Neocartilage formation from mesenchymal stem cells grown in type II collagen–hyaluronan composite scaffolds

• Three-dimensional porous collagen type II–hyaluronan composite scaffolds (CII–HA) were successfully fabricated.
• The chondrogenic differentiation potential of placenta-derived multipotent cells and gingival fibroblasts were compared in 2D and 3D system.
• The substrate materials may be critical in evaluating the chondrogenic differentiation potential of MSCs.
• Neocartilage formation for placenta-derived multipotent cells grown on CII–HA was confirmed in vitro and in vivo.

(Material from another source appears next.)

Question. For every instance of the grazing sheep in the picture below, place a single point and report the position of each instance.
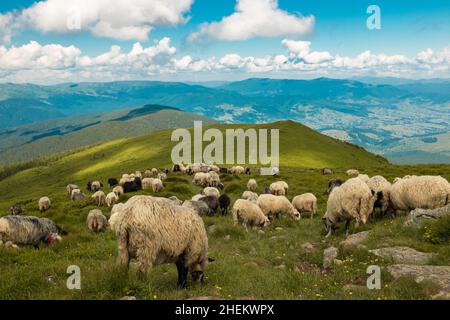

Three-dimensional (3D) collagen type II–hyaluronan (HA) composite scaffolds (CII–HA) which mimics the extracellular environment of natural cartilage were fabricated in this study. Rheological measurements demonstrated that the incorporation of HA increased the compression modulus of the scaffolds. An initial in vitro evaluation showed that scaffolds seeded with porcine chondrocytes formed cartilaginous-like tissue after 8 weeks, and HA functioned to promote the growth of chondrocytes into scaffolds. Placenta-derived multipotent cells (PDMC) and gingival fibroblasts (GF) were seeded on tissue culture polystyrene (TCPS), CII–HA films, and small intestinal submucosa (SIS) sheets for comparing their chondrogenesis differentiation potentials with those of adipose-derived adult stem cells (ADAS) and bone marrow-derived mesenchymal stem cells (BMSC). Among different cells, PDMC showed the greatest chondrogenic differentiation potential on both CII–HA films and SIS sheets upon TGF-β3 induction, followed by GF. This was evidenced by the up-regulation of chondrogenic genes (Sox9, aggrecan, and collagen type II), which was not observed for cells grown on TCPS. This finding suggested the essential role of substrate materials in the chondrogenic differentiation of PDMC and GF. Neocartilage formation was more obvious in both PDMC and GF cells plated on CII–HA composite scaffolds vs. 8-layer SIS at 28 days in vitro. Finally, implantation of PDMC/CII–HA constructs into NOD–SCID mice confirmed the formation of tissue-engineered cartilage in vivo.